Countering the Financing of Terrorism: Iraq is a member of MENAFATF. Iraq is also a member of the Defeat-ISIS Coalition’s CIFG. In 2019, the IKR began setting up its own AML/CFT Committee that will coordinate across relevant KRG ministries and work with the IKR’s Terrorism Finance Unit.

The Government of Iraq – including the Central Bank of Iraq, law enforcement, security forces, and the judiciary – continued to dismantle ISIS’s financial networks and safeguard Iraq’s financial institutions from exploitation by ISIS. Efforts include:

  • Iraq cooperates closely with the U.S. government on multiple U.S. designations under U.S. CT authorities.
  • Iraqi and Kurdish agencies coordinating actions with the U.S. Departments of Defense and the Treasury against Afaq Dubai to disrupt and curtail ISIS’s logistical infrastructure and its ability to generate, store, and use funds for recruiting and paying its fighters and for its operations.
  • Iraq shared a list of banned exchange houses and money transfer companies with regional regulators and tasking judicial action against more than a dozen individuals and companies suspected of illicit financial activity.
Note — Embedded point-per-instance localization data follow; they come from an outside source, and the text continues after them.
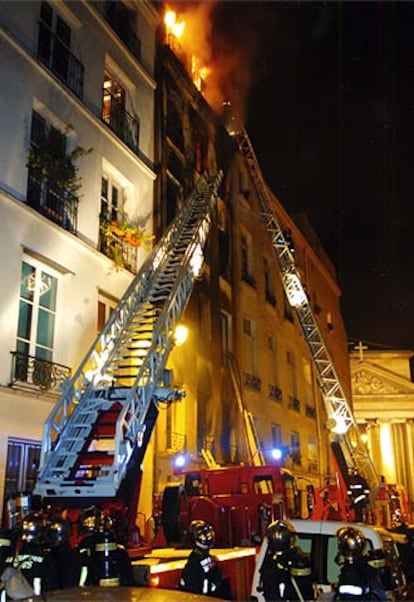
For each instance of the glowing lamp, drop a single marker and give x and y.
(276, 453)
(180, 334)
(180, 461)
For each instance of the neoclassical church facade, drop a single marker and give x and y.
(383, 402)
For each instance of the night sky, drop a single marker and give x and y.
(330, 113)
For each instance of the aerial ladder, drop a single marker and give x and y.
(255, 453)
(95, 437)
(348, 448)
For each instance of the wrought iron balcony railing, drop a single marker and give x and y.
(124, 125)
(31, 372)
(275, 392)
(61, 208)
(294, 403)
(52, 51)
(118, 249)
(123, 30)
(252, 382)
(176, 442)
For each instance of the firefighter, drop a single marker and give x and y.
(89, 523)
(358, 493)
(286, 572)
(202, 574)
(63, 556)
(361, 574)
(101, 560)
(31, 556)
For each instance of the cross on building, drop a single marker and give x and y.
(361, 348)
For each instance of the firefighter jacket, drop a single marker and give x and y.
(38, 567)
(359, 581)
(287, 576)
(202, 575)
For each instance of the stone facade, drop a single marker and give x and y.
(383, 401)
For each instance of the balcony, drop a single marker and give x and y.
(58, 58)
(61, 208)
(252, 382)
(121, 249)
(294, 404)
(29, 372)
(275, 393)
(116, 16)
(124, 125)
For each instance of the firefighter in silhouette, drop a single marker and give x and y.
(31, 555)
(286, 572)
(363, 575)
(101, 560)
(60, 552)
(89, 524)
(202, 574)
(358, 494)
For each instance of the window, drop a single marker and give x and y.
(105, 307)
(114, 112)
(53, 49)
(246, 260)
(249, 347)
(225, 329)
(269, 286)
(111, 200)
(113, 102)
(52, 176)
(21, 466)
(295, 447)
(291, 362)
(276, 435)
(37, 310)
(54, 40)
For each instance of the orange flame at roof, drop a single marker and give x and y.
(174, 27)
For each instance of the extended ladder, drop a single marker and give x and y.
(108, 408)
(341, 420)
(252, 437)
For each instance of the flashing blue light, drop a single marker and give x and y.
(276, 453)
(180, 461)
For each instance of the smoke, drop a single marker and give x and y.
(227, 37)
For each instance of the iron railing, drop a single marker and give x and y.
(52, 51)
(121, 252)
(124, 125)
(111, 13)
(27, 370)
(61, 208)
These actions ranged from business closures to arrests of suspects.

Countering Violent Extremism: Iraq remained active in its strategic messaging to discredit ISIS, including through its membership in the Global Coalition to Defeat ISIS Communications Working Group, and engaged with U.S. military and civilian counterparts to develop a wide range of capabilities to build national cohesion and combat terrorist ideology. The Government of Iraq and the Global Coalition to Defeat ISIS also implemented stabilization, reconciliation, and accountability programs to strengthen locals’ ability to counter terrorist radicalization and recruitment.

Many Iraqi ISIS fighters remained in Iraqi custody, along with ISIS-affiliated foreign women and children. Iraq acknowledged that the return and reintegration of family members of suspected ISIS supporters, as well as the provision of fair and equal justice, are important to prevent future terrorist radicalization and violence. However, more than 1.4 million Iraqis remain displaced within Iraq, and more than 30,000 – mainly women and children – reside in the al-Hawl IDP camp in Syria. Iraq publicly stated it has no intention of housing Iraqi ISIS fighters with the general prison populations in Iraqi prisons. The lack of separate, secure detention facilities within Iraq delayed Iraqi efforts to repatriate additional Iraqi fighters detained abroad.

International and Regional Cooperation: Iraq continued to work with multilateral and regional organizations – including the UN, the Global Coalition to Defeat ISIS, NATO, the Organization of Islamic Cooperation, INTERPOL, and the Arab League – to support CT efforts.